Dehner lui-même chante sur ce dernier morceau.
Les
parties de guitares sont fines, fouillées et belles sur tout l’album. Gary Lee
Yoder démontre largement ses capacités de chanteur. Les réussites majeures de
l’album viennent de lui. L’album comporte neuf titres et il se termine par un
extraterrestre à l’orthographe capricieuse Lemonaide
Kid. Comment décrire une pareille invention à couper le souffle qui ne
manque pas de figurer sur le quatrième coffret Nuggets, le coffret san franciscain ? Les rocks rapides sont
plutôt concentrés vers le début de l’album. Le titre d’ouverture joue sur la
réunion de studio, on entend quelques paroles échangées comme la phrase de
Grelecki « They’ll love you in England ». C’est un très bon rock
rentre-dedans, mais court.

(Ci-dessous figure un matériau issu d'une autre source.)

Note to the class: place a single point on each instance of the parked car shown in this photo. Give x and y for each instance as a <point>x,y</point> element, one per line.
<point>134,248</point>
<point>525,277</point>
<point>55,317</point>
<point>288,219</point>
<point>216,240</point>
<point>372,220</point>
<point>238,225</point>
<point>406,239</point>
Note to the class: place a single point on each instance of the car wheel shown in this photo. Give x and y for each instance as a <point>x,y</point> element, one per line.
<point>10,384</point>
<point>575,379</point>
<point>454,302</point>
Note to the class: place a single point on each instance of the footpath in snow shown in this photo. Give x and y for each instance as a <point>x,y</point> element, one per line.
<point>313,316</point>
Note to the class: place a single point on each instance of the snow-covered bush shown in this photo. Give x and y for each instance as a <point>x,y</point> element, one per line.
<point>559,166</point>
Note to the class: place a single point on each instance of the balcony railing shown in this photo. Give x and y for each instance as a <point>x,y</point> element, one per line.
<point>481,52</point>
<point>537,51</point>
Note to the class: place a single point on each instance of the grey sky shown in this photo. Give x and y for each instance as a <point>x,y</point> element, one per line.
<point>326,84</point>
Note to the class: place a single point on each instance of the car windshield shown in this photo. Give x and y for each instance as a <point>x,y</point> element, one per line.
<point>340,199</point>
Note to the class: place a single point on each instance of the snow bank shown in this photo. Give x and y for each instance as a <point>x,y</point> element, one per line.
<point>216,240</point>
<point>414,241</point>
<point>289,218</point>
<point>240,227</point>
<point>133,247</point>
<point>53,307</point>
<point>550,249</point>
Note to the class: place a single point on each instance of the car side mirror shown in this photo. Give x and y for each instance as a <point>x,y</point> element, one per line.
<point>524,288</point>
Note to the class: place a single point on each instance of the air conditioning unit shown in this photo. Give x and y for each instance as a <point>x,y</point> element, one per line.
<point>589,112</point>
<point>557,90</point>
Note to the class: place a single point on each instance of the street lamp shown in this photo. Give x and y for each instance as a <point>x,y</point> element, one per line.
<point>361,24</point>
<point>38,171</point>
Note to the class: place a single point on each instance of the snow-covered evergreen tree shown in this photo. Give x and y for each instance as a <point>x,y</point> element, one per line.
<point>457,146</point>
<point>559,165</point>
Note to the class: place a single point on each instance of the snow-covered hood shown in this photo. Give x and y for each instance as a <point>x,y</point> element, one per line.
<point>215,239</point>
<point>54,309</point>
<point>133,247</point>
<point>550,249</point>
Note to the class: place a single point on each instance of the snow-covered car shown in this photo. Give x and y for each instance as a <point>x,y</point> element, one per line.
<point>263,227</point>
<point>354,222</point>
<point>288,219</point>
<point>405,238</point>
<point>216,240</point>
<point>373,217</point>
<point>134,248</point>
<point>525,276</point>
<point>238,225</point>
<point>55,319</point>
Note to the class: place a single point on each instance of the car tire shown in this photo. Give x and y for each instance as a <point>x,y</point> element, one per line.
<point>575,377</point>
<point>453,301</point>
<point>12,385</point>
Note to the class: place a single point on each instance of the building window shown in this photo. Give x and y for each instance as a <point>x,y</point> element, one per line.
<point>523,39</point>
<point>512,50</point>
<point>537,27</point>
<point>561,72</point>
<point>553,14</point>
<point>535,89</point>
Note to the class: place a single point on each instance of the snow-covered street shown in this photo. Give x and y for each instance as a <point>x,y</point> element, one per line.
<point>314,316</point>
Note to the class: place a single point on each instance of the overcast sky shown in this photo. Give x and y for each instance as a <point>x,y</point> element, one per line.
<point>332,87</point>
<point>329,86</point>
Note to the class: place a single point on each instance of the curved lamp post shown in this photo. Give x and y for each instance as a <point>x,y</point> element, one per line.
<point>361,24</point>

Il révèle le côté uni des musicieins, le côté policé
d’une production fine, même quand elle s’adonne au rock le plus vif. Elle
annonce du génie. Electric sailor en
plage 3 est un titre remarquable qui fait de l’effet. Dehner y a trouvé son
trait de génie de compositieur guitariste et le morceau est embelli par les
changements de plan, certaines sonorités troubles à la guitare et une certaine
chaleur sonore dans les chœurs qui répètent le titre en refrain. Mais, ce titre
à l’architecture plus classique est un rock et il reste à nous confronter à la
dimension des compositions de Yoder qui sont carrément chargées d’âme. Non
seulement il est regrettable que le
groupe n’ait eu aucun succès, mais il faut encore que le passage de Paul Revere and the Raiders préfère
auréoler de légende le titre de Dehner. Manque de bol pour moi, car le génie de
Yoder m’est désespérément évident, malgré la trop grande absence de réaction du
public. Une fois qu’un manque de reconnaissance est instauré, des étranges
mouvements d’humeur se mettent en place qui ne permettent guère de faire
évoluer les choses.
Electric sailor est en tout cas
précédé d’un titre encore supérieur Everything’s
changing qui revient dans une version démo acoustique de bonus en plage 11.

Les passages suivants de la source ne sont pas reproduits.